Other products include their essential oils. Other nutmeg tree species include the M. argentea which produces 'Papuan' nutmegs from Papua (Indonesia) and Papua New Guinea, and M. malabarica which produces 'Bombay' nutmegs from India; both are used as adulterants of M. fragrans products.

The spices in their ground form are mainly used in the food processing industry, principally in the seasoning of meat products; they are also used in soups, sauces, baked goods and spice mixes such as curry powder in Japan. Both spices have similar taste qualities; mace is more popular in light coloured foods because of its light orange colour. Mace (edited from "Nutmeg"), in general, tends to be sweeter and more delicate.

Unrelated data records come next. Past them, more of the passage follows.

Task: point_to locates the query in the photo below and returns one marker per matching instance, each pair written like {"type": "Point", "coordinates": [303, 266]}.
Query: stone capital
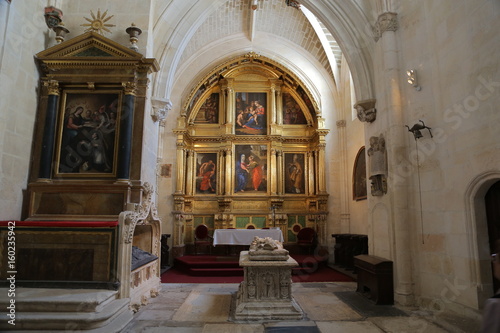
{"type": "Point", "coordinates": [366, 111]}
{"type": "Point", "coordinates": [130, 88]}
{"type": "Point", "coordinates": [52, 87]}
{"type": "Point", "coordinates": [160, 108]}
{"type": "Point", "coordinates": [386, 22]}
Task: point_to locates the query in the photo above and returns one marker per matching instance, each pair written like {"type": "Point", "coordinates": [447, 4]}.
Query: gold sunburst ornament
{"type": "Point", "coordinates": [98, 23]}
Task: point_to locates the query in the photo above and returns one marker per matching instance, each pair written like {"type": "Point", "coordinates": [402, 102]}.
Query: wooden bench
{"type": "Point", "coordinates": [375, 278]}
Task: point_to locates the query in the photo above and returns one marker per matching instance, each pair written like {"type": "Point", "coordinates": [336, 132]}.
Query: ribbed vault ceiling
{"type": "Point", "coordinates": [272, 17]}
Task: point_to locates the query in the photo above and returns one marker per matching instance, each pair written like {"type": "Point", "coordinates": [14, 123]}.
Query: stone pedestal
{"type": "Point", "coordinates": [266, 292]}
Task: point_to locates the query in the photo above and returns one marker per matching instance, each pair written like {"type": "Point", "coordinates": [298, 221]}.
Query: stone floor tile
{"type": "Point", "coordinates": [155, 315]}
{"type": "Point", "coordinates": [321, 306]}
{"type": "Point", "coordinates": [171, 329]}
{"type": "Point", "coordinates": [233, 328]}
{"type": "Point", "coordinates": [348, 327]}
{"type": "Point", "coordinates": [204, 307]}
{"type": "Point", "coordinates": [406, 325]}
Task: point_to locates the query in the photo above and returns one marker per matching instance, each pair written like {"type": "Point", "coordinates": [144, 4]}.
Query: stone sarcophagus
{"type": "Point", "coordinates": [266, 292]}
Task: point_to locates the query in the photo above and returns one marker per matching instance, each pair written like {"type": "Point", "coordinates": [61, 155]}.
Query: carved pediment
{"type": "Point", "coordinates": [93, 41]}
{"type": "Point", "coordinates": [92, 50]}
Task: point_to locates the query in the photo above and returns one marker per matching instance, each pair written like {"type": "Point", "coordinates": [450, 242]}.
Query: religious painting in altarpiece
{"type": "Point", "coordinates": [252, 140]}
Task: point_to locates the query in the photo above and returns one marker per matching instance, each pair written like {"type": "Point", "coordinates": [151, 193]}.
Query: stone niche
{"type": "Point", "coordinates": [266, 291]}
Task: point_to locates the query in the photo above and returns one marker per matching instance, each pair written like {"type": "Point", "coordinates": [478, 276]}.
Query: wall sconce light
{"type": "Point", "coordinates": [415, 129]}
{"type": "Point", "coordinates": [412, 79]}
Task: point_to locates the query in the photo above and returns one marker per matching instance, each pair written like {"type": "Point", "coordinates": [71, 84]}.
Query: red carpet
{"type": "Point", "coordinates": [218, 269]}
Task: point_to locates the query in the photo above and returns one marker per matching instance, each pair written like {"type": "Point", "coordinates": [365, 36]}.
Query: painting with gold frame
{"type": "Point", "coordinates": [206, 173]}
{"type": "Point", "coordinates": [294, 173]}
{"type": "Point", "coordinates": [88, 133]}
{"type": "Point", "coordinates": [250, 169]}
{"type": "Point", "coordinates": [209, 111]}
{"type": "Point", "coordinates": [251, 113]}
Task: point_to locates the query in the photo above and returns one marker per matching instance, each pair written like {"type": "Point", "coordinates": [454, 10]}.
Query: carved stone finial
{"type": "Point", "coordinates": [385, 22]}
{"type": "Point", "coordinates": [366, 110]}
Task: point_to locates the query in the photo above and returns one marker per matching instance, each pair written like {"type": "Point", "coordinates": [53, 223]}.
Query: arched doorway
{"type": "Point", "coordinates": [492, 205]}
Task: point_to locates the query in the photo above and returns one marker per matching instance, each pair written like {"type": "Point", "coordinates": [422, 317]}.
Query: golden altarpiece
{"type": "Point", "coordinates": [86, 199]}
{"type": "Point", "coordinates": [250, 153]}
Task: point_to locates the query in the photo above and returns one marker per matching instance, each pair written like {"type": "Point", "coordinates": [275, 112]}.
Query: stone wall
{"type": "Point", "coordinates": [24, 33]}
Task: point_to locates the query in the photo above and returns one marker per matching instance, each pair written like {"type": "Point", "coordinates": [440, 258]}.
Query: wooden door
{"type": "Point", "coordinates": [492, 203]}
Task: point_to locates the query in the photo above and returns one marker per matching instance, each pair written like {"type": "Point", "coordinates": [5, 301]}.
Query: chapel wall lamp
{"type": "Point", "coordinates": [412, 79]}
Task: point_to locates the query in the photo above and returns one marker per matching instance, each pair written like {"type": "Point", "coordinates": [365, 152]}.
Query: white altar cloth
{"type": "Point", "coordinates": [244, 236]}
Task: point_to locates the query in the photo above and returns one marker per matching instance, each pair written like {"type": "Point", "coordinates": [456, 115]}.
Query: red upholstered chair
{"type": "Point", "coordinates": [202, 238]}
{"type": "Point", "coordinates": [306, 238]}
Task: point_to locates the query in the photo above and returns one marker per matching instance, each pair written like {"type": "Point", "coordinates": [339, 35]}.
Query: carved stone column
{"type": "Point", "coordinates": [321, 162]}
{"type": "Point", "coordinates": [229, 104]}
{"type": "Point", "coordinates": [126, 123]}
{"type": "Point", "coordinates": [345, 193]}
{"type": "Point", "coordinates": [311, 173]}
{"type": "Point", "coordinates": [49, 131]}
{"type": "Point", "coordinates": [181, 164]}
{"type": "Point", "coordinates": [229, 171]}
{"type": "Point", "coordinates": [385, 33]}
{"type": "Point", "coordinates": [279, 103]}
{"type": "Point", "coordinates": [274, 175]}
{"type": "Point", "coordinates": [221, 158]}
{"type": "Point", "coordinates": [279, 165]}
{"type": "Point", "coordinates": [190, 172]}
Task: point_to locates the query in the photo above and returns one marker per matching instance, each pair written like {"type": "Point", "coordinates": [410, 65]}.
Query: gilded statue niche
{"type": "Point", "coordinates": [250, 134]}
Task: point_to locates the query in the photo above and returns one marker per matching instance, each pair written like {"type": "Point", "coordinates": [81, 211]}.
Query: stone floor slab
{"type": "Point", "coordinates": [166, 329]}
{"type": "Point", "coordinates": [366, 307]}
{"type": "Point", "coordinates": [233, 328]}
{"type": "Point", "coordinates": [321, 306]}
{"type": "Point", "coordinates": [348, 327]}
{"type": "Point", "coordinates": [204, 307]}
{"type": "Point", "coordinates": [155, 315]}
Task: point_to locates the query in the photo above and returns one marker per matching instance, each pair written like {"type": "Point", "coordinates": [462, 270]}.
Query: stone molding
{"type": "Point", "coordinates": [366, 111]}
{"type": "Point", "coordinates": [386, 22]}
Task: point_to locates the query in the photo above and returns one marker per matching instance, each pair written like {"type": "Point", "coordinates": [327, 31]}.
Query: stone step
{"type": "Point", "coordinates": [68, 310]}
{"type": "Point", "coordinates": [112, 319]}
{"type": "Point", "coordinates": [58, 300]}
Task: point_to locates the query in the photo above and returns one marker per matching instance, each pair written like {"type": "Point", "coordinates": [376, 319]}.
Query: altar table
{"type": "Point", "coordinates": [244, 236]}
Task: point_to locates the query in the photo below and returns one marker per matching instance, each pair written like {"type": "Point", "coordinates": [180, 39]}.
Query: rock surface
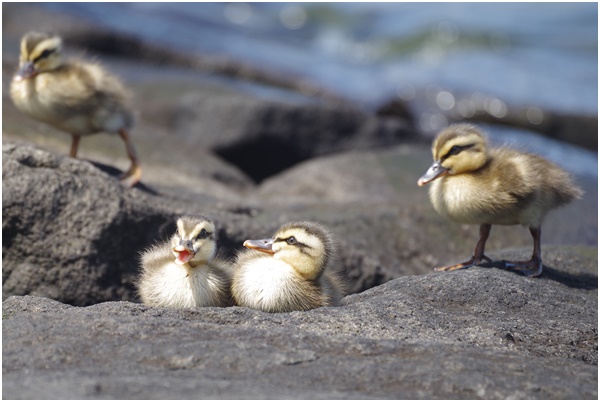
{"type": "Point", "coordinates": [471, 334]}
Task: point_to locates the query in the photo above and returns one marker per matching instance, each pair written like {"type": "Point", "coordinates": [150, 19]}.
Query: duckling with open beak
{"type": "Point", "coordinates": [185, 272]}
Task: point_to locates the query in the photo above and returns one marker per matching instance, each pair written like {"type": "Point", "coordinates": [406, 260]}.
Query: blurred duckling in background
{"type": "Point", "coordinates": [183, 272]}
{"type": "Point", "coordinates": [474, 184]}
{"type": "Point", "coordinates": [78, 97]}
{"type": "Point", "coordinates": [288, 272]}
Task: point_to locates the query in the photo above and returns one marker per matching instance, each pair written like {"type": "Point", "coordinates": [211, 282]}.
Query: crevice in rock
{"type": "Point", "coordinates": [262, 157]}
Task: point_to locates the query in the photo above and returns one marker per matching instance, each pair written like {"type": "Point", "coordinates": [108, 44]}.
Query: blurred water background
{"type": "Point", "coordinates": [542, 56]}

The essential oil is obtained by the steam distillation of ground nutmeg. The oil is colorless or light yellow and smells and tastes of nutmeg. Essential nutmeg oil as such is used as natural food flavouring in baked goods, syrups, beverages (e.g., cola), sweets etc. It replaces ground nutmeg as it leaves no particles in the food.

Nutmeg is extremely toxic when injected intravenously. Excessive consumption of the spice is also dangerous and can lead to death. Nutmeg can also cause hallucinations when taken in excess, along with nausea, dehydration, and generalised body pain.